ZOO

Cher Régis Debray (Septembre 2013)

couverture de l'album Cher Régis Debray

Éditeur : Futuropolis

Scénario : Régis DebrayDessin : Alexandre Franc

Genres : Documentaire BD

Public : A partir de 18 ans

Prix : 17.00€

ma collection
ma wishlist

La critique ZOO

Note ZOO 2.0

Scénario

2.0

Dessin

4.0

C’est bien connu, les correspondances sont souvent un terrain idéal pour exprimer ses pensées et réflexions sur le monde qui nous entoure. Cher Regis Debray n’échappe pas à la règle, avec plus ou moins de succès...

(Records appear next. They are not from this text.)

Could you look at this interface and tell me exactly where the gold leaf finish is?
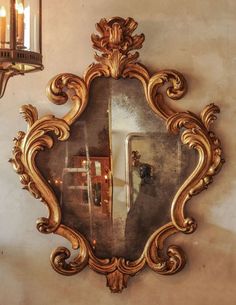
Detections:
[10,17,224,292]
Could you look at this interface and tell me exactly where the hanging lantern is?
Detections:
[0,0,43,98]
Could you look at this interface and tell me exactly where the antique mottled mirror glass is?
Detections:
[11,17,223,292]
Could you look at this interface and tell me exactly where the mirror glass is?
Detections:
[36,78,197,260]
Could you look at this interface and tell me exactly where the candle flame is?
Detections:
[16,3,24,14]
[0,6,7,17]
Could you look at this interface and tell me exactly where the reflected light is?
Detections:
[0,6,7,17]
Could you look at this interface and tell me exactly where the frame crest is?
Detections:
[10,17,224,292]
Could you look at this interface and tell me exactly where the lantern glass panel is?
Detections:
[16,0,40,53]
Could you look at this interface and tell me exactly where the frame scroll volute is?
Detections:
[10,17,223,292]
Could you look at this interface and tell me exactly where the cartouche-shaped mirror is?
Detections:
[11,17,223,292]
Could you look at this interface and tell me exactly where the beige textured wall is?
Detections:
[0,0,236,305]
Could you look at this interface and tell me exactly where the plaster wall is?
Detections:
[0,0,236,305]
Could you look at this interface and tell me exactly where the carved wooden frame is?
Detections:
[10,17,224,292]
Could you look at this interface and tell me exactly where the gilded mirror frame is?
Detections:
[10,17,224,292]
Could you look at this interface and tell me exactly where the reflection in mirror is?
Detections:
[37,79,197,260]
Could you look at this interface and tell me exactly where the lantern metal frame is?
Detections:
[0,0,44,98]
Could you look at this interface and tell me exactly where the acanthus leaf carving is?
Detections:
[10,17,224,292]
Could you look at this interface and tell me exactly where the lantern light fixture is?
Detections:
[0,0,43,98]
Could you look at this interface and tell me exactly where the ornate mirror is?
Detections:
[11,17,223,292]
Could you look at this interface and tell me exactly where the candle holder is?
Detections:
[0,0,43,98]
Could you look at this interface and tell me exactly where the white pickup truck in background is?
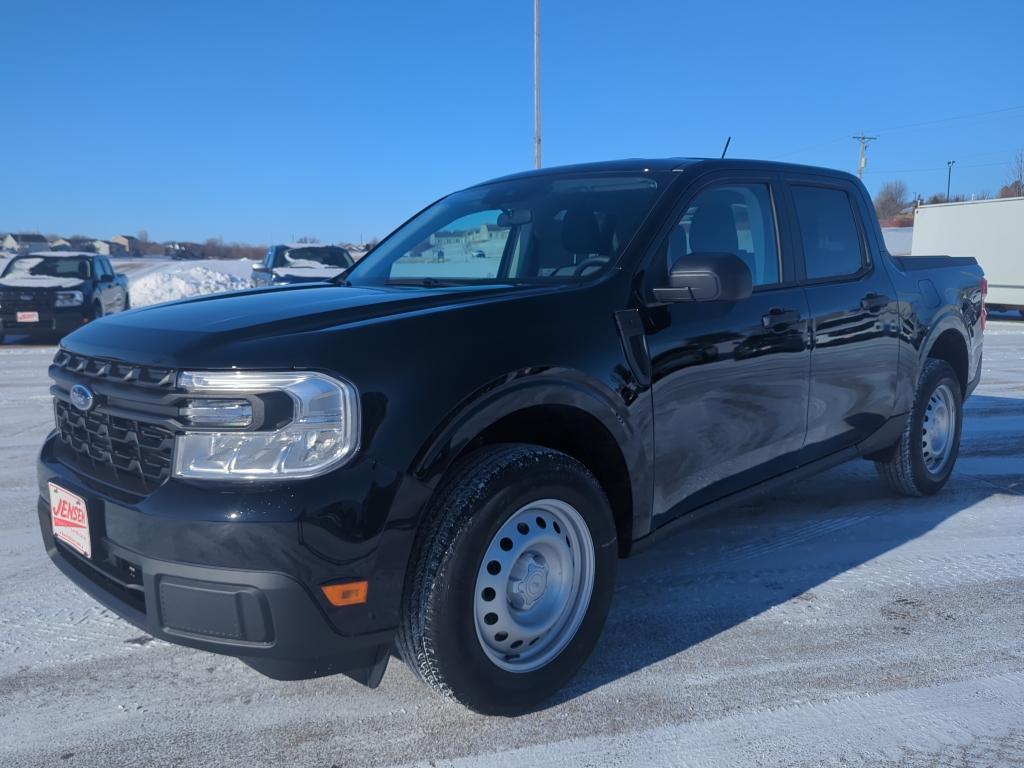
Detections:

Alexandre Franc, auteur de bande dessinée, est un fervent admirateur de Régis Debray et de ses œuvres. Alors le jour où Régis Debray déclare qu’il serait partant pour faire de la BD avec un co-auteur également dessinateur, Alexandre prend son courage à deux mains et lui envoie sa candidature par mail.

Malheureusement Debray est très occupé à boucler son dernier livre et n’a pas vraiment le temps de travailler sur un deuxième projet… Mais il en faut plus pour décourager Alexandre et celui-ci commence à dessiner quelques planches qu’il envoie à l’auteur. Debray lui répond sous forme de lettres et ainsi s’établit une correspondance entre les deux hommes…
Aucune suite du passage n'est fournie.